Ebola threatens apes in Africa

Max Planck researchers in Leipzig, Germany, discover that Ebola Zaire is spreading like a wave across central Africa

October 25, 2005

Because it causes massive internal bleeding, Ebola Haemorrhagic Fever has reached iconic status as a particularly devastating illness. The mystery surrounding Ebola has grown in part beacause the disease often fails to appear for years, or even decades, and then suddenly breaks out in seemingly arbitrary locations. A new study by researchers from the Max Planck Insitute for Evolutionary Anthropology in Leipzig and Emory University in the United States, published in the journal PLoS Biology (November 2005), has shown that the outbreaks of the highly virulent Ebola Zaire virus are in no way random. They are part of a wave of infection which has spread gradually across central Africa over the last three decades. This discovery offers new optimism about the possibility of controlling the effects of the Ebola virus on humans, as well as in highly endangered gorillas and chimpanzees.

In the study, genetic data from the virus were used to plot the spread of the Zaire strain across central Africa over the last three decades. Ebola Zaire has not only killed about 80 percent of human patients, but also tens of thousands of western lowland gorillas. It has thus become a major threat to the survival of apes in Africa.

Until now, the prospects of controlling the impact of Ebola have been dim. It has been assumed that Ebola Zaire was dormant over a long period of time across a large geographical strip of the central African forest, with outbreaks triggered by certain unknown environmental factors. The new study has shown that Ebola Zaire outbreaks are not caused by strains of virus which have been dormant for a long time at each place, but rather by a single strain of the virus that originated in the northern part of the Democratic Republic of the Congo (DRC) in the early 1970s.

The genetic analysis also showed the path of Ebola spread through the region. At first it took a western path toward central Gabon; then, it turned east into the Republic of the Congo (Congo-Brazzaville). This pattern of outbreak and spread is reflected in the genetic structure of the virus. The viruses of each outbreak descended from one of the outbreaks which took place just previously. The same pattern can also be seen in the temporal development of the outbreaks along the corridor of infection from DRC. The rate of spread along this corridor was very consistent, about 50 kilometers a year.

The consistency with which Ebola has spread has raised hopes of possibly controlling it.
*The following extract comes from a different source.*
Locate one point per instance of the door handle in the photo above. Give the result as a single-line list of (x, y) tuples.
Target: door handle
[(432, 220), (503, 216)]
Targeted measures to do so - for example, vaccination - could be put into place shortly before the wave of infection arrived. Two experimental vaccines have succesfully protected laboratory monkeys from Ebola infection. Peter Walsh, Max Planck researcher and main author of the study, says that "designing a vaccine which we can use on wild apes is a high conservation priority. Ebola has already devastated the world's two largest gorilla populations, along with other smaller ones. With the current rate of spread, Ebola could hit most of the rest of the large populations over the next five years. We are thus desperately looking for ways to put into place a vaccination programme to protect these apes."

Such a vaccination programme could also have advantages for humans, because many of the outbreaks in the region can be traced back to contact between people and infected ape carcasses.